# brute billet gas cap?



## jsmith (Oct 21, 2009)

does anybody have or know of anybody running a billet gas cap on their brute force? i have looked and looked but can not find anything i tried under kfx700 also any help would be appreciated!


----------



## hubbard1506 (Feb 16, 2010)

this is the first I've heard of it....sorry wish I could help but I am interested in this...


----------



## jsmith (Oct 21, 2009)

i have seen one but the guy bought the brute with it on it so he had no idea where it came from... i wonder if one for a teryx would fit? might have to try that!


----------



## Injected (Mar 21, 2010)

I think the guy who sells them is on kawieriders


----------



## PolarisEmtFirefighter (Nov 4, 2009)

Try Rubberdowncustoms he sells them . does nice work and is a sponsor on here also . :bigok:


----------



## jsmith (Oct 21, 2009)

thanks for the help im fixin to give him a call


----------



## Polaris425 (Dec 16, 2004)

The Rubberdown one doesnt fit the brute, unless he's made a change since last year.


----------



## andrew650 (Jul 4, 2011)

I looked up the oem part numbers, comparing an 07 kfx 700 to my 2012 brute and the part numbers were the same, 51049. So should be able to buy one for kfx 700 and should fit the brute, guess I will try it out


----------



## Kawi Monster (Feb 12, 2012)

2011 Brute Force 750i
Tag Part Number Discription.
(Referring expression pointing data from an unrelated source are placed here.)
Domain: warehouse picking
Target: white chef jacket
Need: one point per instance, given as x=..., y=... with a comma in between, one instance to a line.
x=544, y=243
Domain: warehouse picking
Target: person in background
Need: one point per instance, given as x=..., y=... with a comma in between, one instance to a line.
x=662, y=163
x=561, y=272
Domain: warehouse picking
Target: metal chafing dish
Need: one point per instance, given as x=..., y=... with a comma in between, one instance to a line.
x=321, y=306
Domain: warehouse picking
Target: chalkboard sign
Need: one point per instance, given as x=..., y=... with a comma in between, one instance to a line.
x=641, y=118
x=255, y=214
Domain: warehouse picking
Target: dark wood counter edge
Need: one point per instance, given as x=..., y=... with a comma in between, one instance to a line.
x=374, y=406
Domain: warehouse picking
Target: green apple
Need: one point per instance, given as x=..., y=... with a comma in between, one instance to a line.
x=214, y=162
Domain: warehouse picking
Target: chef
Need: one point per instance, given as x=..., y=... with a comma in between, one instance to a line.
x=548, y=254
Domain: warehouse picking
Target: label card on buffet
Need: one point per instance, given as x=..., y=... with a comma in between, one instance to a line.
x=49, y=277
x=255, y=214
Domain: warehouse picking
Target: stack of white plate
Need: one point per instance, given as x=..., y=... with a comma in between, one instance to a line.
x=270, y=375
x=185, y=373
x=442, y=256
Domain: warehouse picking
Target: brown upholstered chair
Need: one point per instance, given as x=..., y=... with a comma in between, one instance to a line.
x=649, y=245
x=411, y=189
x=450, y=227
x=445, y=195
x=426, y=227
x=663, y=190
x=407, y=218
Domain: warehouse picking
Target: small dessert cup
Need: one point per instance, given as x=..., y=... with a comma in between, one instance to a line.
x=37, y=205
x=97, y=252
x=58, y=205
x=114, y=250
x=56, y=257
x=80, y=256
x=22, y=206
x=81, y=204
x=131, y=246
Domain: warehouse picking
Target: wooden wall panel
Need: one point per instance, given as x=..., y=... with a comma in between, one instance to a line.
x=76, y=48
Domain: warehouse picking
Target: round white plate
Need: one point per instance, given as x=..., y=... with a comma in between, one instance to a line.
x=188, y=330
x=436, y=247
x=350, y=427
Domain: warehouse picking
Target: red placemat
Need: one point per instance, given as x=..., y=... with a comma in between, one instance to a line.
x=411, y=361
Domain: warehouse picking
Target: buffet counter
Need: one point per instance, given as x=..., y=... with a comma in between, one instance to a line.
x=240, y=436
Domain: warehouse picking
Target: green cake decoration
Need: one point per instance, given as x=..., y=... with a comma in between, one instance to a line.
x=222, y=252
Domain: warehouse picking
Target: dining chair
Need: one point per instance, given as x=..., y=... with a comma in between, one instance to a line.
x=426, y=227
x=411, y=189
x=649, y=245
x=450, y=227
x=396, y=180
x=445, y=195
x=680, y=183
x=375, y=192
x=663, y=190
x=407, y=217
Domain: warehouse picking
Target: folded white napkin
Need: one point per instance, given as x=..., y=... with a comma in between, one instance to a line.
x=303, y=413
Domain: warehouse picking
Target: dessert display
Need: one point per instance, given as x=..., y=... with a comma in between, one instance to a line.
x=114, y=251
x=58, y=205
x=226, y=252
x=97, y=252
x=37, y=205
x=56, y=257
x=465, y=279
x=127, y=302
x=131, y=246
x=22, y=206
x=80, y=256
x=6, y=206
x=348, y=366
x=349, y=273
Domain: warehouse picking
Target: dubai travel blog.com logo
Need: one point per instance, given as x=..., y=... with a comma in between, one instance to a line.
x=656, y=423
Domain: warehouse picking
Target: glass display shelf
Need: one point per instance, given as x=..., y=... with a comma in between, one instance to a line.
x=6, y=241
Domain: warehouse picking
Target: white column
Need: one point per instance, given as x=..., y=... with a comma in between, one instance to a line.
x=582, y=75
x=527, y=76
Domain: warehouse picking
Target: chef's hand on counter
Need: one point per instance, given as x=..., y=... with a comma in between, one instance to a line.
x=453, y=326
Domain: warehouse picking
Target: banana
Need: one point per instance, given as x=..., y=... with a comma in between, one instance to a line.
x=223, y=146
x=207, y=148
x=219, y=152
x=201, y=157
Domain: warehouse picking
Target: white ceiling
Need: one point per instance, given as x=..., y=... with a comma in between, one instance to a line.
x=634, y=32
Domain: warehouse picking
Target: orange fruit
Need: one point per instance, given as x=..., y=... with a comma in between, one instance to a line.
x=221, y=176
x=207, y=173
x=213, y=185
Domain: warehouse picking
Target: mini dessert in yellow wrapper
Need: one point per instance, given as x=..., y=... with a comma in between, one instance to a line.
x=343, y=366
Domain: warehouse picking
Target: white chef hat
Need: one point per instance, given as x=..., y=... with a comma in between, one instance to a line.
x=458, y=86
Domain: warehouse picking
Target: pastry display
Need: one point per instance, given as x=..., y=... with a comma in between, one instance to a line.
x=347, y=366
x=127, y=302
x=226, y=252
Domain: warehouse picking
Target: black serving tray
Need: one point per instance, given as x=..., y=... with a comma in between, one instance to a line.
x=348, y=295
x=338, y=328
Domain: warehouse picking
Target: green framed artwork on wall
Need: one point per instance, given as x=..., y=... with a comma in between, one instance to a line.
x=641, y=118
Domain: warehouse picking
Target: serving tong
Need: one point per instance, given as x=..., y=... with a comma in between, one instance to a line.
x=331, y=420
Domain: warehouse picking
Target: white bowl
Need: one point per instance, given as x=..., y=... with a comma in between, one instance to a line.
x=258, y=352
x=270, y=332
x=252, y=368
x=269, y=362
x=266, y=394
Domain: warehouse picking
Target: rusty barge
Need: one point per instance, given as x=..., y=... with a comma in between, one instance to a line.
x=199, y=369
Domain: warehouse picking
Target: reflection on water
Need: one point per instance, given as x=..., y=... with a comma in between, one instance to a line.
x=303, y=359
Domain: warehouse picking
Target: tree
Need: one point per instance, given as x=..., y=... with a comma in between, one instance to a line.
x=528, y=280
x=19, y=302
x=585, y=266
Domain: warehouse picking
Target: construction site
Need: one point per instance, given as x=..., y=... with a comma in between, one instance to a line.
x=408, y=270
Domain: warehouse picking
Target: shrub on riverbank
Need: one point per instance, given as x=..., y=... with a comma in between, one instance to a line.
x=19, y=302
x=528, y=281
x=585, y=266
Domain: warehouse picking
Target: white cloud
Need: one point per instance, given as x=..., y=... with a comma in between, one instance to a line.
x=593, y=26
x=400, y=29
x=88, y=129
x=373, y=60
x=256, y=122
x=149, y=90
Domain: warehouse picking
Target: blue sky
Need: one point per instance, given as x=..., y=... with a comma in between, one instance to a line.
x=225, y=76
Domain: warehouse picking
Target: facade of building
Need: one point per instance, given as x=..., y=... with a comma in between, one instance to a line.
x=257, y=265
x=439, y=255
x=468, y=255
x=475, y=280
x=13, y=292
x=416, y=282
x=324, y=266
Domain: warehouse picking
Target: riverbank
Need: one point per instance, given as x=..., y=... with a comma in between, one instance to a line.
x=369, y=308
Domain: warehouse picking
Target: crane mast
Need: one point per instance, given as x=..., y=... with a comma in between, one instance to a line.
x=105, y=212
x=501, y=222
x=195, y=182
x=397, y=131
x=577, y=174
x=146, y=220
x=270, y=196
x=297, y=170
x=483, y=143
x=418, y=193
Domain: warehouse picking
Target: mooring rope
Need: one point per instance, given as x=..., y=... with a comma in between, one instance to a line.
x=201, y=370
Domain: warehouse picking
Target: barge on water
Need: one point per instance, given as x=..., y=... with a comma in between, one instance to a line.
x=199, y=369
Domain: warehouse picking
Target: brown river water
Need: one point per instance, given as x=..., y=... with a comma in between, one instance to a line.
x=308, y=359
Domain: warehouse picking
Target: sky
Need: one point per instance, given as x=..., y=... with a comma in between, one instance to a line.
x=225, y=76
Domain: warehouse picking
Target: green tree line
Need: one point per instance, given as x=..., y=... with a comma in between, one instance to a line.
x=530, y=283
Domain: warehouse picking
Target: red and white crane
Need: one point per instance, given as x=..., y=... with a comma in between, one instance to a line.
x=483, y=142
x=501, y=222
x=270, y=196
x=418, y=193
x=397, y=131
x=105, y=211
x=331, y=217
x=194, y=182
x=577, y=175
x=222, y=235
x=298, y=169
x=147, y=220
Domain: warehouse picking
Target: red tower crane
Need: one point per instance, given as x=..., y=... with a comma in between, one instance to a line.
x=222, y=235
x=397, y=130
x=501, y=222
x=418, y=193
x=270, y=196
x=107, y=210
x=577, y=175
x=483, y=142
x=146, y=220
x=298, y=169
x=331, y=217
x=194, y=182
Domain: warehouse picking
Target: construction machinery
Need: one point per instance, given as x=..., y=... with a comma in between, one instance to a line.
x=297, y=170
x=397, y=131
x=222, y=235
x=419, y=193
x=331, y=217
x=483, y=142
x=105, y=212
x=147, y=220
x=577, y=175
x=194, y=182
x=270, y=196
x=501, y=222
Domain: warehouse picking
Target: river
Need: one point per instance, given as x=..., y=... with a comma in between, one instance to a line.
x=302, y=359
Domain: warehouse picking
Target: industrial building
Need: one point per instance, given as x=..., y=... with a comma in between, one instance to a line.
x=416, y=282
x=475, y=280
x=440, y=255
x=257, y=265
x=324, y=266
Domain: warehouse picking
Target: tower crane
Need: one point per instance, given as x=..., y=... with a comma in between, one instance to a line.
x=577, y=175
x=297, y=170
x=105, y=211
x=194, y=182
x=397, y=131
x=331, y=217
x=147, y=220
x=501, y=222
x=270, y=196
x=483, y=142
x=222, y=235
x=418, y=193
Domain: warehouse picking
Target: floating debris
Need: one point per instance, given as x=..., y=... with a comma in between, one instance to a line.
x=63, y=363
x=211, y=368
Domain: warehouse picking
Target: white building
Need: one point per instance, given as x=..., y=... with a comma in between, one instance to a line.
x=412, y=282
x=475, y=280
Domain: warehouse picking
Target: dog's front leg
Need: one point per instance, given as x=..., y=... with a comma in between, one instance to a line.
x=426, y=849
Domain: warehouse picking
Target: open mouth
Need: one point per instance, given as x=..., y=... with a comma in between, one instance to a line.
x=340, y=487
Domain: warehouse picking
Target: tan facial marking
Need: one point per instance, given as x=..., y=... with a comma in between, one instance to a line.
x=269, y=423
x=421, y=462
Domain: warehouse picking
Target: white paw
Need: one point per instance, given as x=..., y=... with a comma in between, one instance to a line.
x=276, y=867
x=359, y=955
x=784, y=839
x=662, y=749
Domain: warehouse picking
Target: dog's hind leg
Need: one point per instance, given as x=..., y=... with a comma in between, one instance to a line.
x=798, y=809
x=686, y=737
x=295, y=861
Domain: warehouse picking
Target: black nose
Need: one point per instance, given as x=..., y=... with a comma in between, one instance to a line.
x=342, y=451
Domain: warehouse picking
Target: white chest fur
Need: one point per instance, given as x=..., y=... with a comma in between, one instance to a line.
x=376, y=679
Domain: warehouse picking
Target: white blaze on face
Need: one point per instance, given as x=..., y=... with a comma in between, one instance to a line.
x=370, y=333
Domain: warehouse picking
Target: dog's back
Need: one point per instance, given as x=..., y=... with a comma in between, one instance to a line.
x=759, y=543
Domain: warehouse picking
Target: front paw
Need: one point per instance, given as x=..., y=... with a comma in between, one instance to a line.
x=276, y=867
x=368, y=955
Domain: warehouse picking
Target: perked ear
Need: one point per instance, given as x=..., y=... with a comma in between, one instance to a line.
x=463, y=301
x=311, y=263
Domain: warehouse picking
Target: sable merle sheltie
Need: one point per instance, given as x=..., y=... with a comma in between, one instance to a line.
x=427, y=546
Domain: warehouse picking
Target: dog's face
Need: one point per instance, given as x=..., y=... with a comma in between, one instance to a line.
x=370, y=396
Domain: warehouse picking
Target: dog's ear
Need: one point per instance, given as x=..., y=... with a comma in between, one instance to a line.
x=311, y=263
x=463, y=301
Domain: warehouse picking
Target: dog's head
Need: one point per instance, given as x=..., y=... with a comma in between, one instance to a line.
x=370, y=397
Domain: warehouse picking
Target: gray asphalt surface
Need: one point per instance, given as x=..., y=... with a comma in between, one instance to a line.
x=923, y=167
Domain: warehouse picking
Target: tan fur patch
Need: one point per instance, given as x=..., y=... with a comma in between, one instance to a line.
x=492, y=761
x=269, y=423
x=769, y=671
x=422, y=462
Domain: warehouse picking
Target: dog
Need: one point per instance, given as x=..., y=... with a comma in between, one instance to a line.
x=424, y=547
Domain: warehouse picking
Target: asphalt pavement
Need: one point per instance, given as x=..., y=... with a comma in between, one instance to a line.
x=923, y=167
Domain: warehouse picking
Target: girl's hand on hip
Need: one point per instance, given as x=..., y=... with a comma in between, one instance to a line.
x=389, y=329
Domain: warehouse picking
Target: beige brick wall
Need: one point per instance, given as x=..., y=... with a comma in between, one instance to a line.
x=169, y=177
Price
51049	51049-1128 CAP-TANK,FUEL $34.79	

2009 KFX 700
Tag Part Number Discription. Price
51049	51049-1128 CAP-TANK,FUEL $34.79 


They are indeed the same.


----------



## andrew650 (Jul 4, 2011)

Yep, so that opens up alot of options now, decisions decisions lol. These places should list brute force as well considering they are the same.


----------



## Waddaman (Oct 3, 2010)

A lot of the billet KFX ones have the vents on top though.. Im looking for just a plain billet cap with a nice clean cut, but with no holes or vent lines.


----------



## andrew650 (Jul 4, 2011)

Sent you a pm, bottom of the page is a blingstar polished aluminum gas cap with no vent. Only one I have found so far without a vent


----------



## 13brute650sra (May 2, 2014)

*Throw back.*

I know its been a while, anybody still offer a custom cap for the brutes?


----------